It was a weekend. A span of time passed undetected, uninspired, uncaring, into the night. And now it is almost Monday. Almost time to sleep. 6am arrives too early. Beyond that, my first day on the phone. I am being pushed into it, face first; trial by fire, I guess. There’s really only so much I can learn on my ass; the rest, I have to learn on my feet, and I suck at that. The headache I’ve been carrying since Thursday will only get worse, and I’m going into the workweek with fear, dread, and stomach acid. If I had a sense of self, it would be destroyed by week’s end, I can guarantee that. I cannot wait until I come through the other end of the gauntlet and have enough breath to laugh about it.
This weekend has been blown on watching movies. Not even full movies; just pieces of movies. I’m transcoding my entire DVD collection to an all-electronic format to be served by the Plex media center running on my house fileserver. As each DVD is ripped, I have to do QA on the output file to make sure it plays fine, has all the proper audio streams, has closed-captioning, etcetera, before I transfer it to the fileserver. I’ve watched almost all of these movies shortly after I bought them, obviously, so I don’t have to watch the whole damn thing. But there are a few in my collection that I’ve never watched, so there’s that.
If I offended anyone this weekend with my foul mood or glazed stare, I’m sorry. Take it with a grain of salt. I’m a little pent-up and alone these days, more so now that I’m working full time. Bedtime comes earlier than society allows, so I drop into the cafe immediately after work, have a cup, maybe talk with anybody I recognize, and then I’m off to my apartment to do whatever it is that I do before bed. It’s a quiet, soulless existence. My job really is eating at my headspace, occupying my passing thoughts. Perhaps I’m still trying to absorb new data and my mind is too preoccupied at the peril of me not looking like a human. Feeling really fucking awkward lately, and that’s why.

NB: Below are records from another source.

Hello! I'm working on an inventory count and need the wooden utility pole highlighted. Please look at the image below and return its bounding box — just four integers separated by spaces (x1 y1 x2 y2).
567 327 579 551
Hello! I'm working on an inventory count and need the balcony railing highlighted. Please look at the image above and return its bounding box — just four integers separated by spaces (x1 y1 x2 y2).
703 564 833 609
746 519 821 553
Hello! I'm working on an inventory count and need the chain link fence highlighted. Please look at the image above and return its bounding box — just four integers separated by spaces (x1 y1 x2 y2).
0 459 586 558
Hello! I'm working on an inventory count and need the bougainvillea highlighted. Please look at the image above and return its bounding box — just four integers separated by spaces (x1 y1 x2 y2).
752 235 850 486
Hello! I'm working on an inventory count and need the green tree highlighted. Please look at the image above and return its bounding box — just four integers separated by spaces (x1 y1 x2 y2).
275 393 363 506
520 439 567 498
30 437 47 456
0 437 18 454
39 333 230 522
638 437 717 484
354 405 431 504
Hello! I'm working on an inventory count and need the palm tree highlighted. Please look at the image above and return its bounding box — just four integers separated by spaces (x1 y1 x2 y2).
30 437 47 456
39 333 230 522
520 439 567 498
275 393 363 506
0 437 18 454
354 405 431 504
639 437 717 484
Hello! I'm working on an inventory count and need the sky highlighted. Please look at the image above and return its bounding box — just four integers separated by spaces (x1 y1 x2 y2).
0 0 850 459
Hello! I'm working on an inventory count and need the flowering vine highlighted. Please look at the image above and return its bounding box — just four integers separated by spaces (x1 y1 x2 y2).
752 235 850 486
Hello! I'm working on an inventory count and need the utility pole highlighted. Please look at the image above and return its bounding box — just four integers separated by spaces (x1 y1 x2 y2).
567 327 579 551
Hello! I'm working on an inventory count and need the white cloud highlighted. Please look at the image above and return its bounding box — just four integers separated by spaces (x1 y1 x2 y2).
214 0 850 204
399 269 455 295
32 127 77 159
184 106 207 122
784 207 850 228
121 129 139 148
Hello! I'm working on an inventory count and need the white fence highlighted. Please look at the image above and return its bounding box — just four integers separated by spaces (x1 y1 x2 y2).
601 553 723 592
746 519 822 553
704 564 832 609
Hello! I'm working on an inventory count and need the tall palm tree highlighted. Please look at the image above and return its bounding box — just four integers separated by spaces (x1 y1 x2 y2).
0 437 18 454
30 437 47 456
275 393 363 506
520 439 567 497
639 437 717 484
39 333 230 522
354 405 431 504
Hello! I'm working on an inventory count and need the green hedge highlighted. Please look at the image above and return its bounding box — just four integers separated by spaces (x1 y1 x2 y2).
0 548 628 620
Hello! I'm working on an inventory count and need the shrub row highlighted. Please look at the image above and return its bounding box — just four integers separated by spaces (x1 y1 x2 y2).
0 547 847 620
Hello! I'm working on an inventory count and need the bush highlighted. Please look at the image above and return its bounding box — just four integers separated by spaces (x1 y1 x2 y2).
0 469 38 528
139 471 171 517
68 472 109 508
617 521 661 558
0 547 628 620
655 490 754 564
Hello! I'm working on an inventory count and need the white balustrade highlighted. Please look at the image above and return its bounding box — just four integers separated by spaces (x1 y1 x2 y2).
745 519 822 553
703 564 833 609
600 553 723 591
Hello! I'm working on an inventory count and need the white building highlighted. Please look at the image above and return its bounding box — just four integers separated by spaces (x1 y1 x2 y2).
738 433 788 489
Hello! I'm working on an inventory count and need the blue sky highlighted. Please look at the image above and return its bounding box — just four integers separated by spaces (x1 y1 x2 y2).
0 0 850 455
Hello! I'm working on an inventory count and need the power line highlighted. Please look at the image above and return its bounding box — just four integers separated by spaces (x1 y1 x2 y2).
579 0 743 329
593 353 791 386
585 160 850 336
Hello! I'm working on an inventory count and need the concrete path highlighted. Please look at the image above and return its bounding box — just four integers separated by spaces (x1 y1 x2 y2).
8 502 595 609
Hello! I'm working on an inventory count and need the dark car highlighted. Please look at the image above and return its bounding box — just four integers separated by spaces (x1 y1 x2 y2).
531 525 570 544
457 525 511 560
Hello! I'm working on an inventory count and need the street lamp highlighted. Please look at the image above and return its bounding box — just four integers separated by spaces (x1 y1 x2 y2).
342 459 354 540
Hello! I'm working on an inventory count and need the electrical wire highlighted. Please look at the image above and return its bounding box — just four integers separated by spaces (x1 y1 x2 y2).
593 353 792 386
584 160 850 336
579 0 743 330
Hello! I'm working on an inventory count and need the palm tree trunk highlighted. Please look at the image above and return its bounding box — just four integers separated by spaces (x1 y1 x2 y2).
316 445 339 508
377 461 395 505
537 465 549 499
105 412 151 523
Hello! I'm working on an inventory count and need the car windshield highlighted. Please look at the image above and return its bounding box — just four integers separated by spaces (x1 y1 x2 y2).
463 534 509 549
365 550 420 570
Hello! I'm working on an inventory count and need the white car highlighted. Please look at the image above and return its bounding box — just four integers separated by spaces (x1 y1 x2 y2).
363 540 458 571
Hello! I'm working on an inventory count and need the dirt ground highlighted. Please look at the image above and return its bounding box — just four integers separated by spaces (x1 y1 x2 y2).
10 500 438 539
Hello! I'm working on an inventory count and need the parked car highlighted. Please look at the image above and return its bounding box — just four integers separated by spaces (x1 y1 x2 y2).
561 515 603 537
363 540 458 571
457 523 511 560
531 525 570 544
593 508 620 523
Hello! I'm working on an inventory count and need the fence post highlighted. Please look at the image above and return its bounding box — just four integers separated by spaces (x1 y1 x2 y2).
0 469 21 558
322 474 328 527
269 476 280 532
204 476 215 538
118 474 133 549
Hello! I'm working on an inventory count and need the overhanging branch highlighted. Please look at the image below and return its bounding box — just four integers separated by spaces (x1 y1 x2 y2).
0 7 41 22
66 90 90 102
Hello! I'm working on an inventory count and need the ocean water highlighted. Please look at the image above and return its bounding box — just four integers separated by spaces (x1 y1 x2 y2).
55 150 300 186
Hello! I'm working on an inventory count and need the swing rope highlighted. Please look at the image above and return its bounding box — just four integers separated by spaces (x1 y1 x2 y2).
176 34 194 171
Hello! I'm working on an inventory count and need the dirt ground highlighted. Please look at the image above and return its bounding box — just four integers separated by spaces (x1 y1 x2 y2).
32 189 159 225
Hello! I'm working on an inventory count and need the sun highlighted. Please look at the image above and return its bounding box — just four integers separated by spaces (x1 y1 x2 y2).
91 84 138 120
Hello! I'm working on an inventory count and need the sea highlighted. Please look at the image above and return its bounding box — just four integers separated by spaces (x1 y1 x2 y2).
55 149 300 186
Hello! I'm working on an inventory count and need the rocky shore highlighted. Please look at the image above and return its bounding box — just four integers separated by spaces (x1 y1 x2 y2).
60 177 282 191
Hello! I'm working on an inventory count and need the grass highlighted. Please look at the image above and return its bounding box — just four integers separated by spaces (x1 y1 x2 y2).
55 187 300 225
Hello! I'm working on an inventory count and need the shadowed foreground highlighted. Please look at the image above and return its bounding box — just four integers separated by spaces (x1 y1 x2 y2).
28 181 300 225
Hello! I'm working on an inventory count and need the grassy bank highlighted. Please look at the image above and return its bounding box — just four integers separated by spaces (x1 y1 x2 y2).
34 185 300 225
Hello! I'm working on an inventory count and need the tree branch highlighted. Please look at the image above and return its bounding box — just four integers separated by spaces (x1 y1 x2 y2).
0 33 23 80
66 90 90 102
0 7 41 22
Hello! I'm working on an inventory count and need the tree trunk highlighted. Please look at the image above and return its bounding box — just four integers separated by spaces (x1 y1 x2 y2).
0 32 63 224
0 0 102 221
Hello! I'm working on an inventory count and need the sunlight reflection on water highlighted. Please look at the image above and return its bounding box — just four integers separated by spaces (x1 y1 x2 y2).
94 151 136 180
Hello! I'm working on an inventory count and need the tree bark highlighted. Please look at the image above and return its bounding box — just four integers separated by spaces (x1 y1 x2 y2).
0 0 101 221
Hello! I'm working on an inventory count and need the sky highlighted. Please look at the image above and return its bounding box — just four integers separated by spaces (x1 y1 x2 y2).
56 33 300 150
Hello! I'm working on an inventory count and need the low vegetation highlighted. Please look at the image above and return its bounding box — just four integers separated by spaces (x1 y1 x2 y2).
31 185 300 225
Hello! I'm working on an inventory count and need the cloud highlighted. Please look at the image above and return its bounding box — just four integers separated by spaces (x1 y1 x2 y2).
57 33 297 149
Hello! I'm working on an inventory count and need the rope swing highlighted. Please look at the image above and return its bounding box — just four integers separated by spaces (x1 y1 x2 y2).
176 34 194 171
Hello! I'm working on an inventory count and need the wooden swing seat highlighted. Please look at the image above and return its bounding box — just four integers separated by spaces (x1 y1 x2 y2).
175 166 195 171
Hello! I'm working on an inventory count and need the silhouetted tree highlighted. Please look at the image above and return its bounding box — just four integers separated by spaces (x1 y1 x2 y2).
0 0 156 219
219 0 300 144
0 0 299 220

I hope it all gets better soon.
Oh, I got a note from my webhost that they will be transferring my websites to another server, so there may be an outage some time this week. I certainly hope it runs faster; these 30-second page loads are making me angry. But at $100 a year, I get what I pay for, right? The upside of my current job is that down the road I have the option of grabbing a scrap server and hosting my own websites on my own dedicated system. That sure is a tasty-looking carrot on the end of that stick.